As far back as 2006, Banfield and Doudna frequently shared ideas about CRISPR, and the labs still work closely together today, advancing both the pure science and the practical applicability of their discoveries. Berkeley’s focus on collaboration and interdisciplinary work was not only a draw for both students, but also a key component of their effectiveness here. “Being in two labs feeds my innate curiosity and enables me to make discoveries,” says Al-Shayeb, “but we’re also able to develop technologies that can have a tremendous impact beyond one community.
Al-Shayeb reaches deep into the mud to collect samples on Jill Banfield’s property in 2019 (left). Banfield and Valentin-Alvarado collect biofilm samples from deeply sourced groundwater in San Jose, California.
As if Al-Shayeb isn’t busy enough, his far-ranging interests have recently led him to a side project doing early detection of COVID-19 by sampling wastewater. By sequencing the RNA they find in the sewage, he and his collaborators can determine which variants are surging and even identify the presence of previously undetected strains of the virus.
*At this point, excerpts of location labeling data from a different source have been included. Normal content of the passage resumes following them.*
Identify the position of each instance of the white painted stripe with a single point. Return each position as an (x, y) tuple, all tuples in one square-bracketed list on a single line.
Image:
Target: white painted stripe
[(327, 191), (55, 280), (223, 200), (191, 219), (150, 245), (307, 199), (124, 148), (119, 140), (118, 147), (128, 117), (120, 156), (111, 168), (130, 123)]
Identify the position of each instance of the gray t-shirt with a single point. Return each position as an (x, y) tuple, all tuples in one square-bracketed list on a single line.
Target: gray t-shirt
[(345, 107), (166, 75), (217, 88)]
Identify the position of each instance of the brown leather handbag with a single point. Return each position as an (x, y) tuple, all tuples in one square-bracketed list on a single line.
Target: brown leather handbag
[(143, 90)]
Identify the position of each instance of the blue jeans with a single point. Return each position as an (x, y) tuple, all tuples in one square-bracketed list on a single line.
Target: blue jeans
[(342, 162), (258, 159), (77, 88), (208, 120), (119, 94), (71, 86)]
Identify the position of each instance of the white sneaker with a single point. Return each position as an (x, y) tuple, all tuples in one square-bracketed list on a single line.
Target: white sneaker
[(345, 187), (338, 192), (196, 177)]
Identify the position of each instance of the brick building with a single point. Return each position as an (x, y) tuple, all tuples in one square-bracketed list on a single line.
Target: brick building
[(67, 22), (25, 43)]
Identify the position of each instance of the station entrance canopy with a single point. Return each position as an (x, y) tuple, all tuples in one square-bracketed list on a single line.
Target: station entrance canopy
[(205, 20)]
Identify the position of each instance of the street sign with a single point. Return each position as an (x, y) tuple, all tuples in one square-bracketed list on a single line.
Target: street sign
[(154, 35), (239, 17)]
Al-Shayeb also participated in a large-scale study of RNA viruses found in genome repositories around the globe, which was published in Nature in January.
Both Al-Shayeb and Valentin-Alvarado feel strongly about sharing their knowledge with others and about being the kind of scientific role models that they would have appreciated seeing when they were young. Al Shayeb—who was recently featured on the Forbes 30 Under 30 in Science list—translates scientific articles into Arabic and gives talks to young students, in part to help them imagine a future in research for themselves. Valentin-Alvarado talks to middle and high school students every chance he gets. “I want to tell them that you can do field work, you can get dirty and then come back with this cool data that you publish in high-impact journals,” he says.
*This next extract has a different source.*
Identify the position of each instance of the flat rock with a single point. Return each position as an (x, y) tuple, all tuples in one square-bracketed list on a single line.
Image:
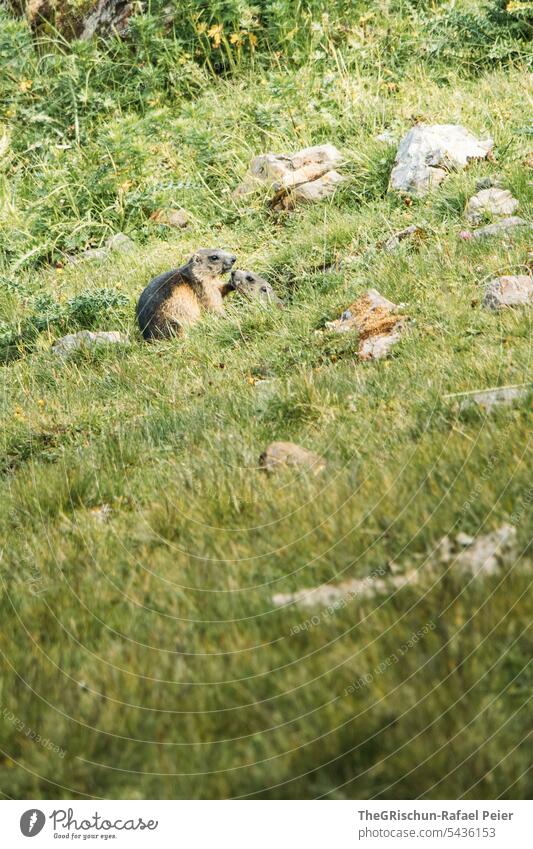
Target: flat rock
[(312, 192), (413, 232), (386, 137), (178, 218), (484, 555), (489, 182), (336, 594), (499, 228), (101, 514), (487, 399), (280, 455), (469, 556), (374, 318), (119, 243), (509, 291), (87, 340), (428, 152), (492, 201), (293, 176)]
Whether they find themselves in a muddy field or on the pages of Nature, both of these students have cemented their places as researchers on the leading edge of a world-altering field. When Al-Shayeb talks about life after he finishes his PhD, it’s clear that his experiences at Berkeley have helped instill a lifelong love of research and academia. “To me it’s very rewarding to be able to work on things that I know will help people both here and in the global population, whether it’s genetic diseases, or agriculture, or climate change. These are all things that I know can have a big impact everywhere. And to me, that’s the dream job.”